# E64 650i Transmission Slip Only When Cold



## sollyt29 (8 mo ago)

Hi Guys, i just massively serviced my E64 650i 2006 which has just done 60,000 miles (low I know). To keep it brief, I got my local shop to change all major N62 seals which are prone for leaks. Now i have no leaks at all which is great. I bought the car recently from 1 owner from new (a rich family in Dubai who rarely drove the car - hence the low milage for a 2006). The car has been sitting a while which i know isn't good for it, hence why i decided to do the major service and seal changes.

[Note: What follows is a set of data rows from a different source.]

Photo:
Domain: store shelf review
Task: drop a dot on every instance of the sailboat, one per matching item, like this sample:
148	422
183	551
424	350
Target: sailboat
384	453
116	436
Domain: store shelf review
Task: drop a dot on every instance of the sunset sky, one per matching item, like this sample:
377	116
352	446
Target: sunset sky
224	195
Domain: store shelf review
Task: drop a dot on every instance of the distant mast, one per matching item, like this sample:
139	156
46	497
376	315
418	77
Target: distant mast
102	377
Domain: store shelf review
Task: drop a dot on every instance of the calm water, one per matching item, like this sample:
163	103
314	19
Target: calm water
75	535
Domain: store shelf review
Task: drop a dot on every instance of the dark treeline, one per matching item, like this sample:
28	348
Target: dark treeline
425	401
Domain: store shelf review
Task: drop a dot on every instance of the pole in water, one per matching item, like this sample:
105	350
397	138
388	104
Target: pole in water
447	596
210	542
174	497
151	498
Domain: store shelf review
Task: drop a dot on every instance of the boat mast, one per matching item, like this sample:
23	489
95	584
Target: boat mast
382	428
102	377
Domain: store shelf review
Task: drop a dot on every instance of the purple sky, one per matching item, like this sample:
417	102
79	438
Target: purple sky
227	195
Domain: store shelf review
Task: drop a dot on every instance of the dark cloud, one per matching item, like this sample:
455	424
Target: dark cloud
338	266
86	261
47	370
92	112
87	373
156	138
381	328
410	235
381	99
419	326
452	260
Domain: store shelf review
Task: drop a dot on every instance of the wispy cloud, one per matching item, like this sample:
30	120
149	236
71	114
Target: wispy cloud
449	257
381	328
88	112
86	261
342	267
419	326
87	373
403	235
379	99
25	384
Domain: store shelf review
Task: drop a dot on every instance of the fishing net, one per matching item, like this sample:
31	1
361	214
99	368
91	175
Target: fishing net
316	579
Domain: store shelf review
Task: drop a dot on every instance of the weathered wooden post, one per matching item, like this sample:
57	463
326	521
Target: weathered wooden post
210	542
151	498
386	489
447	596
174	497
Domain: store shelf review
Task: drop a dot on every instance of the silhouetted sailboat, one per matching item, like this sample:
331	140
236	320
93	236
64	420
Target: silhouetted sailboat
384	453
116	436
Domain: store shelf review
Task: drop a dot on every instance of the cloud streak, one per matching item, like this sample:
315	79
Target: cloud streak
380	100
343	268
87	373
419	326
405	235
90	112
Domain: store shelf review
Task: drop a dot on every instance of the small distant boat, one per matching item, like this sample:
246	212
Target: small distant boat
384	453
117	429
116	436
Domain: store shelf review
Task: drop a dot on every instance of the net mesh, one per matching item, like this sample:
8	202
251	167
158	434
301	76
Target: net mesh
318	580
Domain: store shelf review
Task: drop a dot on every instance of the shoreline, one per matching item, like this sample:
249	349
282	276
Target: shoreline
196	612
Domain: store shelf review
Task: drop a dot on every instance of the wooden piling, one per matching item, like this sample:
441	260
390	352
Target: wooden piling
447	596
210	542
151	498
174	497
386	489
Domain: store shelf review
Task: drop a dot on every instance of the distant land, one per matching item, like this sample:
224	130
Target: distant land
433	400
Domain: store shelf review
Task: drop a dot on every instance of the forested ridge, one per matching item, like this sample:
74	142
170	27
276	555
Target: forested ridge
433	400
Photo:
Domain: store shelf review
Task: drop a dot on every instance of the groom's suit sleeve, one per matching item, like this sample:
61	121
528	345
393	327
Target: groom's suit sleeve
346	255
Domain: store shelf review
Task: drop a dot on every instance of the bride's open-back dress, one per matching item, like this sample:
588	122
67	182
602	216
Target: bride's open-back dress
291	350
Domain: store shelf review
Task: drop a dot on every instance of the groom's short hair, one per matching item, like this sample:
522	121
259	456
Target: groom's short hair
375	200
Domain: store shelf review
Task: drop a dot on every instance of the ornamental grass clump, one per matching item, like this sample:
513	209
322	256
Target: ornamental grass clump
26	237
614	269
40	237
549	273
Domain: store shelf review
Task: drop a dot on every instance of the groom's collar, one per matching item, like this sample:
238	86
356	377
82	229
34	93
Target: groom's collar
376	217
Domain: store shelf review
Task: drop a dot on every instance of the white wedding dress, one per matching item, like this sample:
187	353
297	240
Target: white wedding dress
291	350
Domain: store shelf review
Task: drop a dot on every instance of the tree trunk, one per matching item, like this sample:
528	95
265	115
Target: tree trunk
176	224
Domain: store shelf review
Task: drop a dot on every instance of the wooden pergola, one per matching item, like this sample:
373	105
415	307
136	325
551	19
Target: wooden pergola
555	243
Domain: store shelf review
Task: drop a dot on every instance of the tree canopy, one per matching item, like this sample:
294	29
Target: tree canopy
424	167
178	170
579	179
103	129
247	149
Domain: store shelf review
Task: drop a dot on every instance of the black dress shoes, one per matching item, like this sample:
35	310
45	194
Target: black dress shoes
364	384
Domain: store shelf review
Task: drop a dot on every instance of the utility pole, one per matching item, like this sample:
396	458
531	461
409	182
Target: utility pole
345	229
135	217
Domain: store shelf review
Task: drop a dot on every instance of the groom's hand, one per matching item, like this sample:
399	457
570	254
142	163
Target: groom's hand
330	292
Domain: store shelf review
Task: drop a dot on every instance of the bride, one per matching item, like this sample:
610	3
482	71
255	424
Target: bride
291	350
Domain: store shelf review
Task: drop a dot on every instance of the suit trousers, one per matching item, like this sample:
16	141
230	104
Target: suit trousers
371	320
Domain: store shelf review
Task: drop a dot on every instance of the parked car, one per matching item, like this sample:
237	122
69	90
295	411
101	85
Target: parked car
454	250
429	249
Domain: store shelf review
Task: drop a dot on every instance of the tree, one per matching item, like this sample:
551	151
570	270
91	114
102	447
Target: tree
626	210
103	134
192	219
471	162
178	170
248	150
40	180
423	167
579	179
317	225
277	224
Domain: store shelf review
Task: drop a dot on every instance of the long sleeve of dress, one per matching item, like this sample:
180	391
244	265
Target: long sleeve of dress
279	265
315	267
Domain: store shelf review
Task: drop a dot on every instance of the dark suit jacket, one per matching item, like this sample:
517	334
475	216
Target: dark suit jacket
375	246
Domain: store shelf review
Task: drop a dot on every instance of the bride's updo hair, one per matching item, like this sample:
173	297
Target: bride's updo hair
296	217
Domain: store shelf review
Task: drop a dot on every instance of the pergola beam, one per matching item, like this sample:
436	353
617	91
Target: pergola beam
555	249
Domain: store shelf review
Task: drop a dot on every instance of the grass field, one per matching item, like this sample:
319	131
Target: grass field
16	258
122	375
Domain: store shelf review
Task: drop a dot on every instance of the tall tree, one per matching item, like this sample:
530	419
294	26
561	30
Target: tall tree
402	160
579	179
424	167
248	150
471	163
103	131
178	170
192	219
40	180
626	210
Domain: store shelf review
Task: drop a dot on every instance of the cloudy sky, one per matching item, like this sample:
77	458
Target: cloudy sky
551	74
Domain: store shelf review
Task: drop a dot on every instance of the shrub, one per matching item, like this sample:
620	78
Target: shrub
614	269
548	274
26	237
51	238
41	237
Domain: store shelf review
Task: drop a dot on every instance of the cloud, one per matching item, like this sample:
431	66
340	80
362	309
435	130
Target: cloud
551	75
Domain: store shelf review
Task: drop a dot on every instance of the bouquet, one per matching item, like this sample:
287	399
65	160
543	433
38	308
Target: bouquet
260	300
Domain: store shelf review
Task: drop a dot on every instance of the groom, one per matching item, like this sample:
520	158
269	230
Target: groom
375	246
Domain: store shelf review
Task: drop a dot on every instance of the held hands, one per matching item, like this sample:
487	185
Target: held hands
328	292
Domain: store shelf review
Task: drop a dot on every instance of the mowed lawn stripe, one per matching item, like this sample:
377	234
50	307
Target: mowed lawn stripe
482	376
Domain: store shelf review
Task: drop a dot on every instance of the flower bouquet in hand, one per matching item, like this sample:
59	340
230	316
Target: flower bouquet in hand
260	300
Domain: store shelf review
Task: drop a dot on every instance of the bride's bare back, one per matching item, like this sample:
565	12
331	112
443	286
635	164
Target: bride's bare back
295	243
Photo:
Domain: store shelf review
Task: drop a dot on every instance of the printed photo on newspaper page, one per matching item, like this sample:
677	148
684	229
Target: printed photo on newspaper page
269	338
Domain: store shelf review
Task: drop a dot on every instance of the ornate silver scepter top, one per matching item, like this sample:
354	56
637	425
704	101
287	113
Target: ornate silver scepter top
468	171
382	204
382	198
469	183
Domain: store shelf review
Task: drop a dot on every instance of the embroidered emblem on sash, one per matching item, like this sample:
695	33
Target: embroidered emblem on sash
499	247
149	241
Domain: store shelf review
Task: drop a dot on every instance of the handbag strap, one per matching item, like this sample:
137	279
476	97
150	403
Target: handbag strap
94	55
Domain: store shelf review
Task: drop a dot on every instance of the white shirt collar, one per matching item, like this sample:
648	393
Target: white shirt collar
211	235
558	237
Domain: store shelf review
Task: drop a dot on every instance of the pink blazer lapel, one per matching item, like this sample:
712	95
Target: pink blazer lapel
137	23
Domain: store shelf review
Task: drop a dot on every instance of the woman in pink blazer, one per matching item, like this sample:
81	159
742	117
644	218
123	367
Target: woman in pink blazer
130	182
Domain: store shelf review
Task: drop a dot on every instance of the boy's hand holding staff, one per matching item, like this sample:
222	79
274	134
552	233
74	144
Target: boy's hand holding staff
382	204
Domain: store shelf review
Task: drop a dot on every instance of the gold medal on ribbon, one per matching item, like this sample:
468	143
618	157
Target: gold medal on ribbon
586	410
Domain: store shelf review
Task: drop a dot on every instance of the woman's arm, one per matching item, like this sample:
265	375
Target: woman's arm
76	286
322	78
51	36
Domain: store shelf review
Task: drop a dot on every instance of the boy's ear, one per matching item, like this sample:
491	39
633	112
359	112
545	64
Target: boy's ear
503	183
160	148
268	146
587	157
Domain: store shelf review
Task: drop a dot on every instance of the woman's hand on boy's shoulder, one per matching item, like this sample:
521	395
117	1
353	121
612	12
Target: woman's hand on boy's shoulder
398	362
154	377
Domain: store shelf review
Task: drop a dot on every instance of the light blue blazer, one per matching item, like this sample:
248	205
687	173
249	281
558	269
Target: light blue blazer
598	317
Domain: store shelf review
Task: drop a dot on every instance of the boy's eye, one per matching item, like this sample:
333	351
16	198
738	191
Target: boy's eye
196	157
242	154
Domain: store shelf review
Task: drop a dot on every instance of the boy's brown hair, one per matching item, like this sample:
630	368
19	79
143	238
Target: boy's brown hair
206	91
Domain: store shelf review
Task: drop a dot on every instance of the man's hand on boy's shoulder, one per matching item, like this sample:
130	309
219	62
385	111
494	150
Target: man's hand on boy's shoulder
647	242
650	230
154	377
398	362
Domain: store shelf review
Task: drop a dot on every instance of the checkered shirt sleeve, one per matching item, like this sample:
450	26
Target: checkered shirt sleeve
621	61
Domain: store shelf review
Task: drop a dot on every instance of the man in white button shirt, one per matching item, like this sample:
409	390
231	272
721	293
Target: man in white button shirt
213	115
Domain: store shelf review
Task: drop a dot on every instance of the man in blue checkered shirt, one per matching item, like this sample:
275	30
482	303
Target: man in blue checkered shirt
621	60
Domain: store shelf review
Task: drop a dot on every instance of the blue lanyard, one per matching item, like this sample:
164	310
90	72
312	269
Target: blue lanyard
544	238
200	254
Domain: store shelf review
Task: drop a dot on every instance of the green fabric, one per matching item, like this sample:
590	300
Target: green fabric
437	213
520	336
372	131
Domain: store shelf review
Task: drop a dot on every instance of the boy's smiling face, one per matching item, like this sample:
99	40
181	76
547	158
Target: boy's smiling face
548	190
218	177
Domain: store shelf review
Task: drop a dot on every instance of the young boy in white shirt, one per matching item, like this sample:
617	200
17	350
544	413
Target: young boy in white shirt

Anyway, to the point - I also decided to change the transmission fluid and filter, which was also handled by my local shop who specialise on BMW's, so they seem to know what they are doing. After i got the car back everything is perfect, EXCEPT that the transmission slips ONLY on cold start 30 seconds after I start to move, followed by a trans warning light (red cog) and drive moderately warning on the iDrive. IF however, i immediately turn the car off and restart, it disappears and never comes on again until the next day or if left for 5/6 or so hours or it's another cold start the next day. I took the car back to my garage that did all the work and he checked the solenoids and said 2 were faulty, so we changed them 2, filled up another 3 litres of extra brand new trans oil (thats what came out when they took off filter and mechatronics unit) but the same problem exists - again, only on cold start. I have been reading here that i should have changed 6 other rubber seals (i wasn't aware of) and annoyed that my garage didn't tell me to and he told me that by replacing the 2 faulty solenoids was a 50/50 chance of fixing it and worst case, he would need to strip down my entire gearbox and replace 20 or so rubber seals throughout, at a cost of £650 + parts. I just wanted some friendly info from anyone here who may have experience the same and if i should go ahead and only replace the set of 6 rubber seals (mechatronic sleeves set etc which is available on eBay as a complete set by ZF) or take his advice and change all the seals 20+ of them. I don't get any other slips at higher speeds and as i stated once the car is warm, i have no issues whatsoever with the gearbox and it drives like new - smooth changes, no jerks or slipping anywhere even when i floor it to redline. I also changed my voltage regulator and IVM recently at the same time so i know its not them. My IBS is faulty which is currently disconnected as new one is on order, however i highly doubt any of these are the issue.

Also ive seen some transmission oil additives that you can buy for around £50 which you add to the new transmission oil, would they work and if so, which one is best?

Apologies for the long post, I hope someone here is able to give me good advice without me having to spend another arm and a leg on the transmission now.

Thank you very much and i look forward to hearing!

Sol.


----------